PPC – Giving structure to our arguments

What makes and argument strong?

We started class with this essential question. We established that a strong argument must have a clear claim/thesis, relevant evidence to support that claim, and must be structured/organized in a way that makes sense.

One type of written argument is an analytical paragraph. We have been working on close reading to help gather evidence to develop an idea/claim about a text. To help with the structure of an analytical paragraph, you were introduced to the idea of PPC, or Point Proof Comment.


Rhetorical Appeals and Sample Speech

Today we reviewed the three rhetorical appeals: ethos, logos and pathos. This video showed us how these appeals are used in advertising.

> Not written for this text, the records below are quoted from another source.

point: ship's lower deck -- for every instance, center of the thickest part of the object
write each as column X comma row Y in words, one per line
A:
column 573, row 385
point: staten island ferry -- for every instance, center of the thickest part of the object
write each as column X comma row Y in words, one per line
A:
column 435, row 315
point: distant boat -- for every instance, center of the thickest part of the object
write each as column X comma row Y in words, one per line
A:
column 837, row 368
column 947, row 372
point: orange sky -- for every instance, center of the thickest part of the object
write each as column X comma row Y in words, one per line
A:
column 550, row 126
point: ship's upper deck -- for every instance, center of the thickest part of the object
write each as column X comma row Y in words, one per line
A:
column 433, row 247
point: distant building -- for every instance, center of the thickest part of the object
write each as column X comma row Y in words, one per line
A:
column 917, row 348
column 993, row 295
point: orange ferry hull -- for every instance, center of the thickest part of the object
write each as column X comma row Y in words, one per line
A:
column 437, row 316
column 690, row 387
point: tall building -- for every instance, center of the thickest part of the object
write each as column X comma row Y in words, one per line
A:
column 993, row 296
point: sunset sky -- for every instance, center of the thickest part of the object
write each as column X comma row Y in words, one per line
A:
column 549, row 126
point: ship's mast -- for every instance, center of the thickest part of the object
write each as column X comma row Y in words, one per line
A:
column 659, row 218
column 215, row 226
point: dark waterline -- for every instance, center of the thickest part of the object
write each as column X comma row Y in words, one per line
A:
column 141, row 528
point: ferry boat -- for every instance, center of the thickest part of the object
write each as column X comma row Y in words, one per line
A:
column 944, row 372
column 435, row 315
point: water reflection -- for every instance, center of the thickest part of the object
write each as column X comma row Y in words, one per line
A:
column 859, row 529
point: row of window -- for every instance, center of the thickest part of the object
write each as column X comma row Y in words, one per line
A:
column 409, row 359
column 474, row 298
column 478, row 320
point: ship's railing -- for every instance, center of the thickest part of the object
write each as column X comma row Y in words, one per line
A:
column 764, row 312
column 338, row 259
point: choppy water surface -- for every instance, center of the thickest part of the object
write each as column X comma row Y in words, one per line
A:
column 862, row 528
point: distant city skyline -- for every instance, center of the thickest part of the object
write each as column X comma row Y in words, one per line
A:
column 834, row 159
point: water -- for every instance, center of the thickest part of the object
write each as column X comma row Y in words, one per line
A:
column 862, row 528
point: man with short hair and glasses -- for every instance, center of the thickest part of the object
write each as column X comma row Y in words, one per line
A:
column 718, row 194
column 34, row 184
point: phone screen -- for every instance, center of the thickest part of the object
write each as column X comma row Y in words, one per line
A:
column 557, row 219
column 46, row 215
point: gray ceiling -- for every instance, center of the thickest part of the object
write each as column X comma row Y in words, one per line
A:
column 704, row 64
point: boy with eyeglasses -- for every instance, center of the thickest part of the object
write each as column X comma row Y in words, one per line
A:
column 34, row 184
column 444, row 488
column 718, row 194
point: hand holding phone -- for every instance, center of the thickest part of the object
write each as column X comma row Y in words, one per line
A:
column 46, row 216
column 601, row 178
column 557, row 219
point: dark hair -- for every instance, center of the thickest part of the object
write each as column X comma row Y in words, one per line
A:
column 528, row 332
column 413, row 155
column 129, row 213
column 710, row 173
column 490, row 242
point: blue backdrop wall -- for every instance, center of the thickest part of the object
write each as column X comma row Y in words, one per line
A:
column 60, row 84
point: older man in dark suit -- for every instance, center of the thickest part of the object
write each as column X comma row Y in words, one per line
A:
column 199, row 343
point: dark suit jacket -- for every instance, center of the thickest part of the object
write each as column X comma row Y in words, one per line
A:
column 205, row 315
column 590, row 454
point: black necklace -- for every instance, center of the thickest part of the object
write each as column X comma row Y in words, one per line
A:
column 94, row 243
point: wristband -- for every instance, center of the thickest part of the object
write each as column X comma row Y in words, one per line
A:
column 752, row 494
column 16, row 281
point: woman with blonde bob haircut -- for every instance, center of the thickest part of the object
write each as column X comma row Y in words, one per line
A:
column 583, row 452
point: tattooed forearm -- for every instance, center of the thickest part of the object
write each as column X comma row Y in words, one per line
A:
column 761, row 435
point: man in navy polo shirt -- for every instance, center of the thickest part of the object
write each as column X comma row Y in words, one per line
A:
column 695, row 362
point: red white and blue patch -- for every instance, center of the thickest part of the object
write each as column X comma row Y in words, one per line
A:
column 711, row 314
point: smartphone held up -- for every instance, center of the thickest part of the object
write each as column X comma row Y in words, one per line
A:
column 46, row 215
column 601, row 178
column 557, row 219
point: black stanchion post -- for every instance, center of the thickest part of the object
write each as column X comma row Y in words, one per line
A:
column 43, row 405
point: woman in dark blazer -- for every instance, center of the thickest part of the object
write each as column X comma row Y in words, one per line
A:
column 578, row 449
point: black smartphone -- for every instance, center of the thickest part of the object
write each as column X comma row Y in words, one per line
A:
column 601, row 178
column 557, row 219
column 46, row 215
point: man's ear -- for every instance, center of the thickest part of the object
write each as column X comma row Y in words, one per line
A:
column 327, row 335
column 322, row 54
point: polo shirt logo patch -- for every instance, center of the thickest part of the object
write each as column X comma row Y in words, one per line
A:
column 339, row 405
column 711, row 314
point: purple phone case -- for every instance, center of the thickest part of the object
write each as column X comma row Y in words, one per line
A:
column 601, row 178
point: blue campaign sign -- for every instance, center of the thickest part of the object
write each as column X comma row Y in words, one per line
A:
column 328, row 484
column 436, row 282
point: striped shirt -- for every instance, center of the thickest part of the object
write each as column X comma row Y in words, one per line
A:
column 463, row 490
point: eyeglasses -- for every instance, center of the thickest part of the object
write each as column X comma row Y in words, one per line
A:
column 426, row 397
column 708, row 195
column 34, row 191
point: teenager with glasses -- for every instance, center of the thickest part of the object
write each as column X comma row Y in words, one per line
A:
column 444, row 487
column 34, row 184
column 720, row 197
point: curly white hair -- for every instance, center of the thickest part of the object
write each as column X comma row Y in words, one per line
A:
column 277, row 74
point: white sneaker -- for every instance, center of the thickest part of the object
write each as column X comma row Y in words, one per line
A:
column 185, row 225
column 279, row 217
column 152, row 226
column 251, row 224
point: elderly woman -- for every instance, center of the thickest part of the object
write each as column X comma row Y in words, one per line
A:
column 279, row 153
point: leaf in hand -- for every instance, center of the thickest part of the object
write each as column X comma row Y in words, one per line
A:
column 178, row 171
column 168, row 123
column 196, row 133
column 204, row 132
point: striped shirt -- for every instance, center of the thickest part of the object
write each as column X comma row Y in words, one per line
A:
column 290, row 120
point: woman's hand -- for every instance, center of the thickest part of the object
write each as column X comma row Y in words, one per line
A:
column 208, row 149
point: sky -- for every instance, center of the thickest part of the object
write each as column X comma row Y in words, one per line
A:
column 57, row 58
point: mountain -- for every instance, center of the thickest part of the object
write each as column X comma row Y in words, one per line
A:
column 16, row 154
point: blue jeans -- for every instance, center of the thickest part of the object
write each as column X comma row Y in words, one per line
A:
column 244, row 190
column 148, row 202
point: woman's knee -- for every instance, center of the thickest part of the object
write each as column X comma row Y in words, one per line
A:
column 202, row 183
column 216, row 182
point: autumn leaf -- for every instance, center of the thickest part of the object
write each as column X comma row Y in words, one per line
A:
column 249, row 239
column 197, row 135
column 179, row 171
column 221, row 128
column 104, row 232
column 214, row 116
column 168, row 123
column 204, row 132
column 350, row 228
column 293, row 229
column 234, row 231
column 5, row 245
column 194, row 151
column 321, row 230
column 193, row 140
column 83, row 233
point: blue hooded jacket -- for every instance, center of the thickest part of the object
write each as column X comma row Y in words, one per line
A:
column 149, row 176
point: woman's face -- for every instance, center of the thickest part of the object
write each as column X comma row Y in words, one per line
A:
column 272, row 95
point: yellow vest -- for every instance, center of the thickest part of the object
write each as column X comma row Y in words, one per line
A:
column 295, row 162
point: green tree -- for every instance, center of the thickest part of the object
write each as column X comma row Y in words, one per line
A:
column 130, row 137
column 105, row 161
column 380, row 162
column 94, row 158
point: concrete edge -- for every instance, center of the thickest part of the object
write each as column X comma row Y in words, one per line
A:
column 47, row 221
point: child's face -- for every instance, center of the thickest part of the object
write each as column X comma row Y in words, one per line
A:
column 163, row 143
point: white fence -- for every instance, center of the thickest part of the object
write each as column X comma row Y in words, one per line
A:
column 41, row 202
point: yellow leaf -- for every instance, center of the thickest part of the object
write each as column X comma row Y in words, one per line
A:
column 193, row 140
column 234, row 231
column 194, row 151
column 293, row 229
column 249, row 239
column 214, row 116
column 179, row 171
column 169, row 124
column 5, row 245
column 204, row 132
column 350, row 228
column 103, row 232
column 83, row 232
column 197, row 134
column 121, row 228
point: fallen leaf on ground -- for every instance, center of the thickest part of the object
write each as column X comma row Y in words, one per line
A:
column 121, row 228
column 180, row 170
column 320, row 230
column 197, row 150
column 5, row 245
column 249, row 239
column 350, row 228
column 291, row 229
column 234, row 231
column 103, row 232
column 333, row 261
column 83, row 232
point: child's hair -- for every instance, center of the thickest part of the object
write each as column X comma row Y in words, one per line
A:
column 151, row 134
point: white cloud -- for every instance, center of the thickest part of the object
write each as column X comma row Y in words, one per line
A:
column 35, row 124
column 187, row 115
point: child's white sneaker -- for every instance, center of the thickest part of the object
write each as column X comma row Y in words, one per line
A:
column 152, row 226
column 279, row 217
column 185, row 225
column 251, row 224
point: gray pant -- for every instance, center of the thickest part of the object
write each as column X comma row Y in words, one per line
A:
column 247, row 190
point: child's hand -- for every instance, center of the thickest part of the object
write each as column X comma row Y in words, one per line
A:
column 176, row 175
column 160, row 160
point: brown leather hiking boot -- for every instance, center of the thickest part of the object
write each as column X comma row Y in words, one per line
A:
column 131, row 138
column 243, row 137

We then looked at a student speech together and in groups, you analyzed the speech for either ethos, logos or pathos.

Speech Transcript

—Writing Workshop—
You were given time in class to brainstorm different topics that you might want to persuade an audience on. I asked that you develop a claim and three main points to support that claim by the start of class tomorrow. We discussed that there are three types of claims:

  • a statement of fact where you claim that something is true or not true –
    • “Although organic milk is more expensive, it benefits the animals, environment and you.”
  • a statement of value where you claim that something has or does not have worth –
    • “Organic milk is better than non-organic milk”
  • a statement of policy where you claim that something should or should not be done –
    • “AES should switch to organic milk.”